Da gab es ein Händeschütteln, ein Erzählen und Wundern:Ach nee, waern de Kinner bloß grot wordn.

Waren dann die Pferde in den Stall gebracht, ging es zu Tisch. Ein kräfti­ges Abendbrot stand bereit, für die schwere Arbeit des kommenden Tages die nötigen Kalorien zu geben. Schon einige Tage vorher war auf dem Hof ein Schwein und auch wohl ein Kalb geschlachtet worden. Heute morgen hatte man einen ganzen Ofen voll Kuchen, Brot und Stuten gebacken. Im Hühnerstall harrten einige alte Hühner ihrer Bestimmung, Frikassee zu werden. Im Keller standen gut verkorkt die Tonkruken mit Braunbier und die Flaschen mit dem Ernteschnaps, einem Korn, von dem der ganze Liter 90 Pfennig kostete.

Gastwirt Paul Gäde aus Wittenberge, der zu meiner Knabenzeit noch in der Bad-Wilsnacker-Straße geradeüber von der Ölmühle eine Gastwirtschaft betrieb, hatte mit seinem Planwagen das köstliche Naß auf die Dörfer gefahren.

Ja, es war angerichtet wie zu einer kleinen Hochzeit. Jede Hausfrau legte Wert darauf, ihre Helfer besonders gut zu bewirten, denn nichts war pein­licher, als wenn die Auster auf einer anderen Stelle erzählten, daß da oder dortschlecht tokokt wurd.
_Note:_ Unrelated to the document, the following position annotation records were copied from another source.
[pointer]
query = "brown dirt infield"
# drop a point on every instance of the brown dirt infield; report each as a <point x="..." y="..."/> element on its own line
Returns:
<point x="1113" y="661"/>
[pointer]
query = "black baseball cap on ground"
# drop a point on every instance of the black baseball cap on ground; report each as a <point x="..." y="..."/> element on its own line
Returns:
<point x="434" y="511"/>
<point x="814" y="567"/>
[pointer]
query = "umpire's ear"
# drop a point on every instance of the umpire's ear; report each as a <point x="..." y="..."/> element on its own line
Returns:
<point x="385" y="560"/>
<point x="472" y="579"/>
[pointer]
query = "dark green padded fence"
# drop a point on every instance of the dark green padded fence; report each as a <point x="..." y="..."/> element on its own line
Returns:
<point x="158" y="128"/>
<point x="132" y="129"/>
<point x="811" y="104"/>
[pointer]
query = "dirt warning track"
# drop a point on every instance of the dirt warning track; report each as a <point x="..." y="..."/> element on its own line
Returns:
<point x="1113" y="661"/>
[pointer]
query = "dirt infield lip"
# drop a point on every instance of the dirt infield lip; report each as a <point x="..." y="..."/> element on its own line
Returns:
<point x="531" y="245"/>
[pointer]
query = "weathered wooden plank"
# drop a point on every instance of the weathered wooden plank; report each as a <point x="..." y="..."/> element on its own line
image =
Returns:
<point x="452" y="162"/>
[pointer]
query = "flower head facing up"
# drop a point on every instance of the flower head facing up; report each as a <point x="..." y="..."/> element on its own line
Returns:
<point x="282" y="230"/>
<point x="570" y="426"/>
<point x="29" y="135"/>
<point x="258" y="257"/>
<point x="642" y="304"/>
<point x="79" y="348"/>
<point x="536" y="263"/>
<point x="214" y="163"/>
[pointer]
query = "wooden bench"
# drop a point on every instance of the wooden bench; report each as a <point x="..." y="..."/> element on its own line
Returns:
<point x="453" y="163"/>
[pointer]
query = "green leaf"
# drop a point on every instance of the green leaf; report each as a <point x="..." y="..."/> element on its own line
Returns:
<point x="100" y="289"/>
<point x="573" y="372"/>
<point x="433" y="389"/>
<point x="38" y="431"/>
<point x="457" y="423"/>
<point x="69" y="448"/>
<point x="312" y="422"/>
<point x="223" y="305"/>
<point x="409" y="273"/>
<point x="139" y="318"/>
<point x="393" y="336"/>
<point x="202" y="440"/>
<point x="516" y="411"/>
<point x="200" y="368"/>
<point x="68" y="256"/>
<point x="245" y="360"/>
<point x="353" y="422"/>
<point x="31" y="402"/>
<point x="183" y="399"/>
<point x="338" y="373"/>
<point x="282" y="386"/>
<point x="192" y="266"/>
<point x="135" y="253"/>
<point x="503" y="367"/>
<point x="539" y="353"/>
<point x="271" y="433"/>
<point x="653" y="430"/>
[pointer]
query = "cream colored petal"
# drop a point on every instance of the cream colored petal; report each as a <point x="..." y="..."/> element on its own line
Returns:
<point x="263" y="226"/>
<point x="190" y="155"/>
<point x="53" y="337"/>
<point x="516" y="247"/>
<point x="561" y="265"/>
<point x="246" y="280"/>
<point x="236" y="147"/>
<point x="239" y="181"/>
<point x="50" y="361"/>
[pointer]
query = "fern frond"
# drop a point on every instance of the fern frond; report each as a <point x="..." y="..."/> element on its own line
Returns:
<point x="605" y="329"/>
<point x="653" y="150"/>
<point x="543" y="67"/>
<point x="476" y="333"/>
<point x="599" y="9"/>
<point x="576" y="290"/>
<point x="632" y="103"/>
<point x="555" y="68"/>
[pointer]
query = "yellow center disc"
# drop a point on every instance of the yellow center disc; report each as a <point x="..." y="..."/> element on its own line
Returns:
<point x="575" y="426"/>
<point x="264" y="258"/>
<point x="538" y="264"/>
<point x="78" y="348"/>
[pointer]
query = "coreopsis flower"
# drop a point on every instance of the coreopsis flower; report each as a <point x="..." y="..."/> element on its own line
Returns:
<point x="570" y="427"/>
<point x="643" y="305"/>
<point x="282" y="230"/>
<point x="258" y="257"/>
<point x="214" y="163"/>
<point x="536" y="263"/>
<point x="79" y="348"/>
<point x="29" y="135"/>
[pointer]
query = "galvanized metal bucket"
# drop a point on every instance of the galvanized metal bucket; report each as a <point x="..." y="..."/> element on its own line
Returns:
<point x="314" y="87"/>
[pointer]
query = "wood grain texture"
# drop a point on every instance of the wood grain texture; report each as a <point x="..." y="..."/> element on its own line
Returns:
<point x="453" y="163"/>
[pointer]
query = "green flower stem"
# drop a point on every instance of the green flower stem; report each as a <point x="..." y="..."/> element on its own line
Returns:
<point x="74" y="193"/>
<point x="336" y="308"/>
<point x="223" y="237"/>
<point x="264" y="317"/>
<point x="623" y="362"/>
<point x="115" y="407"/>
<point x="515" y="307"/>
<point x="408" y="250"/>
Allerdings hat es auch zu allen Zeiten Bäuerinnen gegeben, die einen schlechten Ruf in Kauf nahmen und dafür sparten. Daß deren Männer jedes Jahr neue Auster suchen mußten, ist wohl selbstverständlich. Keine Angst, ich nenne keine Namen, denn ich möchte ja noch öfter nach Groß- Breese kommen, und Beweise kann ich doch nicht antreten.
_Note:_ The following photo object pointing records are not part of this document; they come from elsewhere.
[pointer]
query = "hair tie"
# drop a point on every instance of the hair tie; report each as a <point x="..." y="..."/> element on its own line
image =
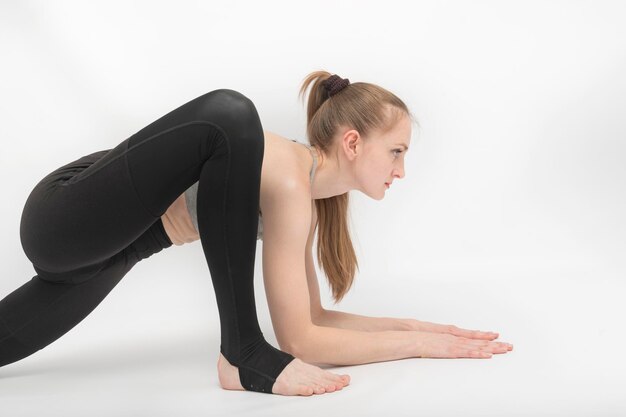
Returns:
<point x="335" y="84"/>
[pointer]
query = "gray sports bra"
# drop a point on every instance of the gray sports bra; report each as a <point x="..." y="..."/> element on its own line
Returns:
<point x="191" y="197"/>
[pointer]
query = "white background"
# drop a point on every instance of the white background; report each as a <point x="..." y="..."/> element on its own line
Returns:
<point x="510" y="217"/>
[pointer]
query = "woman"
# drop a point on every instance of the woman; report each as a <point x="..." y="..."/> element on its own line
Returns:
<point x="206" y="171"/>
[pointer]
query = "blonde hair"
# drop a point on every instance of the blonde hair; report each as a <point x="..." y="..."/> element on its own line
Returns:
<point x="361" y="106"/>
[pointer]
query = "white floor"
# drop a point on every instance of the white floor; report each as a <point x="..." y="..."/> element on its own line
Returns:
<point x="150" y="349"/>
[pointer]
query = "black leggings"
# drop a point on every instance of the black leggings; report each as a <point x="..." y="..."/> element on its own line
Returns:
<point x="85" y="225"/>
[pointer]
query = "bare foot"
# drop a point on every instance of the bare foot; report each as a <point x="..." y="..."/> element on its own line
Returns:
<point x="298" y="378"/>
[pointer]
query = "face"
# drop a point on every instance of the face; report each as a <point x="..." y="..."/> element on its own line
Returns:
<point x="381" y="160"/>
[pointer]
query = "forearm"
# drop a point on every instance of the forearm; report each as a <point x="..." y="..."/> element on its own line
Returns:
<point x="342" y="320"/>
<point x="353" y="347"/>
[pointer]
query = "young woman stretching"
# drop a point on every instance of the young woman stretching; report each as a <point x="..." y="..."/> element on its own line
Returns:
<point x="206" y="171"/>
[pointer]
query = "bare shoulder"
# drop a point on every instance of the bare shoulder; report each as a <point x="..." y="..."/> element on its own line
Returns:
<point x="285" y="196"/>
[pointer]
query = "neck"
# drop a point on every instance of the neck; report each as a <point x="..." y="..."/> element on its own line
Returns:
<point x="331" y="178"/>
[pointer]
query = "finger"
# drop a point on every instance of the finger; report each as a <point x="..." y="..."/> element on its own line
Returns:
<point x="472" y="334"/>
<point x="485" y="344"/>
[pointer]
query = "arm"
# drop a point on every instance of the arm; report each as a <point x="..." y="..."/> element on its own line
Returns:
<point x="340" y="319"/>
<point x="286" y="214"/>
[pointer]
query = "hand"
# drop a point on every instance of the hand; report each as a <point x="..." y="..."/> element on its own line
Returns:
<point x="425" y="326"/>
<point x="445" y="345"/>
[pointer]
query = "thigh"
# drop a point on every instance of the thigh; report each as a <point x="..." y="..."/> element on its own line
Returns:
<point x="84" y="213"/>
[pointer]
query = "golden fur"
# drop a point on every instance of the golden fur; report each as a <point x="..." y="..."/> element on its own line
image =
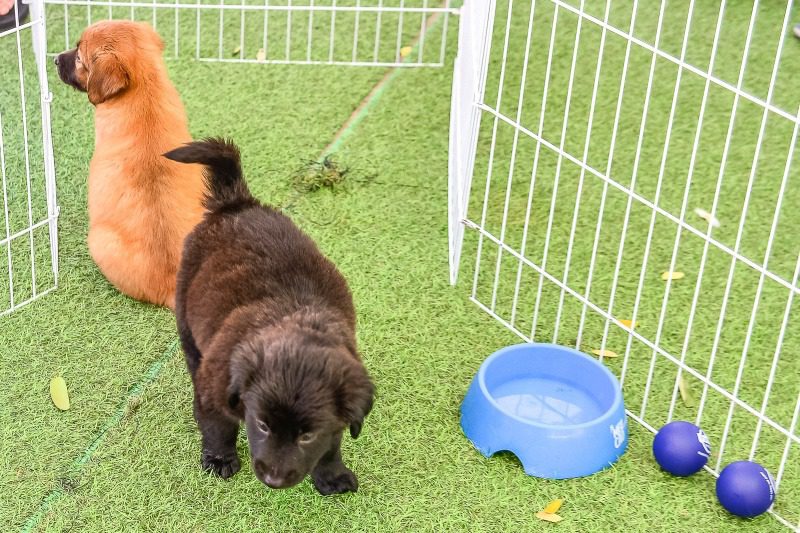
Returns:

Nachdem man nun tüchtig zu Abend gegessen und auch wohl auf gutes Erntewetter noch einen kleinen Verdauungsschnaps hinter die Binde ge­gossen hatte, ging es früh schlafen. Es muß gar nicht so einfach gewesen sein, drei und vier Familien zusätzlich unterzubringen. Sicher würde sich manche Hausfrau von damals gut für das Wohnungsamt eignen.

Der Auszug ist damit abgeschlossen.